CHAPTER 2
THE DISCOVERY
My name is Coward, a less than appropriate name for a professional soldier, but a name to which in my twenty-three years of active duty, let me hasten to point out, I failed to exemplify. I made it easier on my friends, encouraging the use of a nickname acquired in my youth while a cub reporter: “Scoop.” Drafted into the army by World War II, I stayed on and made a career of it. Since my retirement, I’ve made a name for myself by writing military history from the perspective of the common soldier, tipping the balance more toward individuals than do conventional historians. Therefore, my readers have come to call me the soldier’s historian. Unfortunately, some of our past leaders have leaned toward the notion that the military is a weapon, tin soldiers with all the heart, intelligence and sensitivity of smoking pistols to be sent into the meat grinder of war without compunction. By design, my rendition of history, while accurate, is directed toward changing that attitude. So this is my slant, my angle, my literary niche. In this light, as this story unfolds, my particular interest in it will become clear.

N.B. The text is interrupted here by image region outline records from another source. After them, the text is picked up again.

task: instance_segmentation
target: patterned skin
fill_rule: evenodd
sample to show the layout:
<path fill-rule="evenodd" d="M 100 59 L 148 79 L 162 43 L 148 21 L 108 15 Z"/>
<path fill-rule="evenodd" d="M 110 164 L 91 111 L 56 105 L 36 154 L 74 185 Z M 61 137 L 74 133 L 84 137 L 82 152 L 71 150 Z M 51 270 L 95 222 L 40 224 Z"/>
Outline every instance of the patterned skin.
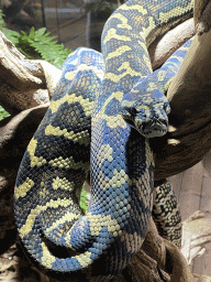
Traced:
<path fill-rule="evenodd" d="M 69 273 L 92 264 L 93 275 L 109 279 L 142 246 L 153 205 L 153 152 L 122 118 L 121 100 L 152 73 L 147 45 L 191 11 L 191 0 L 130 0 L 104 26 L 104 76 L 97 52 L 77 50 L 65 62 L 14 191 L 21 241 L 45 269 Z M 90 120 L 92 197 L 84 216 L 78 194 L 89 172 Z"/>
<path fill-rule="evenodd" d="M 143 137 L 162 137 L 167 132 L 170 106 L 164 94 L 191 43 L 192 40 L 185 43 L 160 69 L 140 79 L 133 89 L 123 96 L 120 112 Z"/>

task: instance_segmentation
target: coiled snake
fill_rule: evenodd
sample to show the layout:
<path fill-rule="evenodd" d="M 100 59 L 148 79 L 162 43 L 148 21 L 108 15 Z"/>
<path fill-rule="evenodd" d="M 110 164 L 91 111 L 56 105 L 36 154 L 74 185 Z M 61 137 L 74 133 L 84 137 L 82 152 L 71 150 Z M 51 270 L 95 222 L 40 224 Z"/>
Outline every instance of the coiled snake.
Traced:
<path fill-rule="evenodd" d="M 66 59 L 14 191 L 21 241 L 45 269 L 69 273 L 93 264 L 93 273 L 112 276 L 142 246 L 154 189 L 153 152 L 143 135 L 165 133 L 168 112 L 165 84 L 157 87 L 164 75 L 145 79 L 147 46 L 191 12 L 192 0 L 129 0 L 106 23 L 104 59 L 87 48 Z M 78 191 L 89 173 L 90 138 L 92 196 L 82 215 Z"/>

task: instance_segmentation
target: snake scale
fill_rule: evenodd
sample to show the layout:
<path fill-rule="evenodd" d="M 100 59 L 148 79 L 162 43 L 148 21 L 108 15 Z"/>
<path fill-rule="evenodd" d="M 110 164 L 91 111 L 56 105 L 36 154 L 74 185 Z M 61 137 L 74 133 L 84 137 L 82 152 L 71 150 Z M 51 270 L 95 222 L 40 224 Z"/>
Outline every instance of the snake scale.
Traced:
<path fill-rule="evenodd" d="M 78 48 L 66 59 L 14 189 L 23 248 L 49 272 L 71 278 L 91 264 L 93 275 L 112 278 L 141 248 L 153 208 L 148 137 L 166 132 L 169 112 L 162 94 L 168 77 L 165 69 L 151 75 L 147 46 L 190 17 L 192 2 L 129 0 L 104 25 L 103 56 Z M 84 215 L 79 193 L 89 170 Z"/>

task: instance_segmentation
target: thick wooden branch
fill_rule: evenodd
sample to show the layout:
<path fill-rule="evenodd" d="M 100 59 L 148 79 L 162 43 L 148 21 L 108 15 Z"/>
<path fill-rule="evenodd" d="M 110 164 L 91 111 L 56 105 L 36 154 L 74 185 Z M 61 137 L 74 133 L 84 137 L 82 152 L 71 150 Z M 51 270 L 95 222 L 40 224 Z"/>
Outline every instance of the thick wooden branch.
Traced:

While engaged in research on the recent military history of the United States, for what I hoped would be the monumental work of my life, my effort was sidetracked at first and then virtually halted by an overpowering fascination with the exploits of one rather elusive individual. He kept appearing and reappearing with distracting frequency and having an incredible influence on events. I came to regard this soldier with admiration, a heroic figure who personified the very spirit of the citizen-soldier-patriot. This feeling grew stronger with each new exposure in my research. Busy as I was, I didn’t welcome this distraction, and it soon became disturbingly clear that this hindrance had grown into an obsession and my work would proceed no further along the lines I intended until light was cast upon this shadowy figure. Acceding to the inevitable and seeing my kind of angle in the story, I dropped everything to focus my research solely on this mysterious man.

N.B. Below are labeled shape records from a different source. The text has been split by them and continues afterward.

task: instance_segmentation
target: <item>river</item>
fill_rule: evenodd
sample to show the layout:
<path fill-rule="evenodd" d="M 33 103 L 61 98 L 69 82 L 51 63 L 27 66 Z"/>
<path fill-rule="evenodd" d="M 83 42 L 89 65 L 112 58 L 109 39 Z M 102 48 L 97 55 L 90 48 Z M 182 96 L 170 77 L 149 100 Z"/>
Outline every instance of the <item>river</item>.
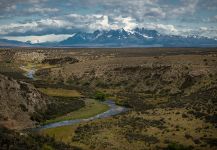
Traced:
<path fill-rule="evenodd" d="M 118 106 L 115 104 L 114 101 L 112 100 L 106 100 L 105 102 L 102 102 L 106 105 L 109 106 L 109 110 L 106 112 L 103 112 L 101 114 L 98 114 L 96 116 L 87 118 L 87 119 L 75 119 L 75 120 L 66 120 L 66 121 L 60 121 L 60 122 L 55 122 L 55 123 L 50 123 L 41 127 L 38 127 L 36 130 L 43 130 L 43 129 L 49 129 L 49 128 L 56 128 L 56 127 L 61 127 L 61 126 L 67 126 L 67 125 L 73 125 L 77 123 L 82 123 L 82 122 L 88 122 L 96 119 L 102 119 L 102 118 L 107 118 L 111 117 L 123 112 L 126 112 L 128 109 L 122 106 Z"/>
<path fill-rule="evenodd" d="M 22 66 L 22 68 L 24 68 L 24 66 Z M 27 73 L 25 74 L 26 77 L 28 77 L 28 78 L 30 78 L 32 80 L 35 80 L 34 75 L 35 75 L 36 70 L 35 69 L 26 69 L 26 71 L 27 71 Z M 50 123 L 50 124 L 47 124 L 47 125 L 40 126 L 40 127 L 36 128 L 34 130 L 40 131 L 40 130 L 43 130 L 43 129 L 73 125 L 73 124 L 77 124 L 77 123 L 81 123 L 81 122 L 88 122 L 88 121 L 92 121 L 92 120 L 96 120 L 96 119 L 107 118 L 107 117 L 111 117 L 111 116 L 126 112 L 128 110 L 125 107 L 116 105 L 115 102 L 112 101 L 112 100 L 106 100 L 106 101 L 104 101 L 102 103 L 108 105 L 109 110 L 107 110 L 106 112 L 100 113 L 100 114 L 98 114 L 96 116 L 92 116 L 90 118 L 74 119 L 74 120 L 66 120 L 66 121 Z"/>

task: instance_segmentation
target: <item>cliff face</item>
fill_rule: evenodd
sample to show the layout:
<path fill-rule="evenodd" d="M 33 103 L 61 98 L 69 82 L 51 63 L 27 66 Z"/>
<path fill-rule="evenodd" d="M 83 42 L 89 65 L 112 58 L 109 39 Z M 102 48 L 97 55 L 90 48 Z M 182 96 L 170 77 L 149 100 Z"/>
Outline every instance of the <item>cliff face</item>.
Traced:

I first stumbled upon him while studying reports from Military Assistance Advisory Groups (MAAG) in several different countries. These reports referred to trouble, problem areas and threats to the mission which worried the writer at the time. However, expecting a solution to be detailed in subsequent reports, it just didn’t happen. These concerns seemed to evaporate without any action by the advisors. Alerted to this sort of situation, I began to look for similar instances in other countries, and the same pattern emerged: serious concerns over matters jeopardizing the mission and then the unexplained lack of follow-up action, as if there hadn’t been a problem in the first place. One reporting officer went so far as to confess that he was mystified by it all, but connected an accidental meeting of an old friend—a fellow officer on a short visit—with the time period when the threat ceased to exist.
I dismissed the coincidence as pretty thin, until it happened again in reports from an altogether different country and the same name was mentioned as the mystery officer by another of his acquaintances. When this avenue of approach in my studies dried up, I didn’t know if my man had ceased to function or if the advisor’s reports had been purged of all references to him. Despite having nothing further to go on, somehow I couldn’t help suspecting the latter.
Because the concept of a mystery man was so unlike the army, I was puzzled. For one thing, I could not imagine one man being involved in so many hazardous operations over so many years and still surviving. Secondly, his motivation was suspect; no ordinary soldier (although he would prove far from ordinary) would exhibit the drive and resourcefulness for so long a period without some kind of lucrative pay-off. Yet, he was no mercenary, but on the active rolls of the United States Army. Thirdly, the circumstances of each episode uncovered indicated that here was a man who could and did, on occasion, operate independently of any known military organization or entity, apparently on his own initiative. Despite appearances, the effect of his actions, with rare exceptions, was in the best interests of the army and the country.